Well, if W_i is the waiting time for the ith arrival, and X is the gamma random variable, X is the sum of w_i with i=1,2,...,7 but I'm still not sure how to use this –  Nerlbao Nerl Nov 30 '12 at 18:24

1 Answer 1

The central limit theorem says that the average of iid random variables $y_i$ having mean $\mu$ and variance $\sigma^2$ converges to a normal distribution with mean $\mu$ and variance $\sigma^2/n$.

You know that we can express the gamma-distribution random variable $X$ as $$X = \sum_{i=1}^7 W_i $$ where $W_i \sim \operatorname{Exp}(1)$ has mean 1 and variance 1. That's a sum, not an average, but we can divide both sides by $7$ and then apply the CLT: $$X/7 = \frac{1}{7}\sum_{i=1}^7 W_i \; \dot\sim \; \operatorname{Normal}(1,1/7).$$ So, multiplying by 7 again, $$X \; \dot\sim \; \operatorname{Normal}(7,7).$$ Now you can use the normal CDF to approximate $F_X(10)$.

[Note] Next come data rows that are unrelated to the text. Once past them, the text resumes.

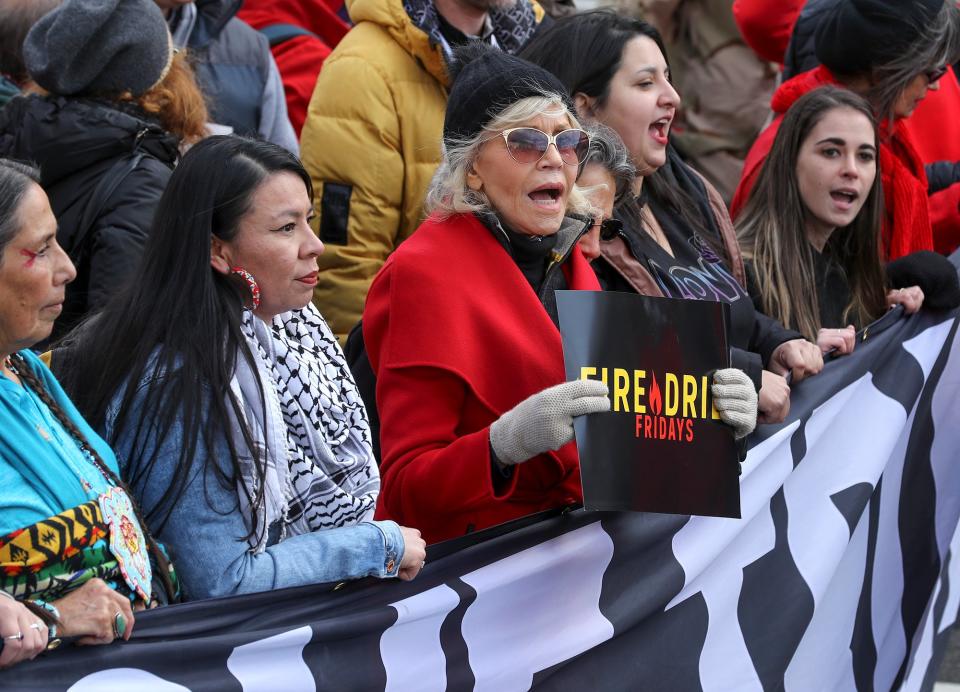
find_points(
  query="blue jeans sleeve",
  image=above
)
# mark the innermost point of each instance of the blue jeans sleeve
(205, 531)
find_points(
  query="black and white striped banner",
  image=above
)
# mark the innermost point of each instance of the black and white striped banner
(842, 574)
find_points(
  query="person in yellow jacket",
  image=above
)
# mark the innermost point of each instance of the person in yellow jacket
(371, 140)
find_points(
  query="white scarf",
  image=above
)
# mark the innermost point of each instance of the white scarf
(320, 472)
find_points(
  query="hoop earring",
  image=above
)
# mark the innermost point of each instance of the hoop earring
(250, 283)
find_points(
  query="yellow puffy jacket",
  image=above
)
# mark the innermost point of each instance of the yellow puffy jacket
(371, 142)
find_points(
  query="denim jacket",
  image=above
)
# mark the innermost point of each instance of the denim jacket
(205, 530)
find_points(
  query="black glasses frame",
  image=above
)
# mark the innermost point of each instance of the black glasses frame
(610, 228)
(584, 143)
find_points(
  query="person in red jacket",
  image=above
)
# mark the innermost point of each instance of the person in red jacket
(302, 33)
(892, 53)
(783, 32)
(461, 323)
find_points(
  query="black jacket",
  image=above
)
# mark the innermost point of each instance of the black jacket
(76, 142)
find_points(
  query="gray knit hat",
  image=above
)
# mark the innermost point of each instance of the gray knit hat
(102, 47)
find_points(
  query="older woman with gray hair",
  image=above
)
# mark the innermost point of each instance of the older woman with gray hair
(606, 179)
(461, 323)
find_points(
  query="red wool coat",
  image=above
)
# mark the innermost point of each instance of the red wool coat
(907, 227)
(934, 127)
(456, 338)
(299, 59)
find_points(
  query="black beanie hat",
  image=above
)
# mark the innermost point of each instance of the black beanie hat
(99, 47)
(487, 80)
(857, 35)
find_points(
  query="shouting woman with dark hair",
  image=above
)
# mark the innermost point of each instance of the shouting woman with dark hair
(227, 400)
(105, 135)
(73, 547)
(818, 202)
(676, 238)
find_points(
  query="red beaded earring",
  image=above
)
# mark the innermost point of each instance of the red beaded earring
(250, 283)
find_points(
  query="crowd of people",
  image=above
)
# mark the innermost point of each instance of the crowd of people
(228, 370)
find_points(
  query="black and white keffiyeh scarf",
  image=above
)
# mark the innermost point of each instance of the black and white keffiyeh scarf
(320, 469)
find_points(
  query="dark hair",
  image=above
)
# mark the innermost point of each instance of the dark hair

Note that we could have decomposed the Gamma into a sum of $k$ iid $\operatorname{Gamma}(7/k,1)$ random variables for any $k \in \mathbb{N}$ (this property of a distribution is called "infinite divisibility"). We could have ended up with a sum of 16 billion $W_i$ instead of just 7, but our end result would have been exactly the same. This illustrates the point that there isn't a magic number (30, often) after which the CLT "applies."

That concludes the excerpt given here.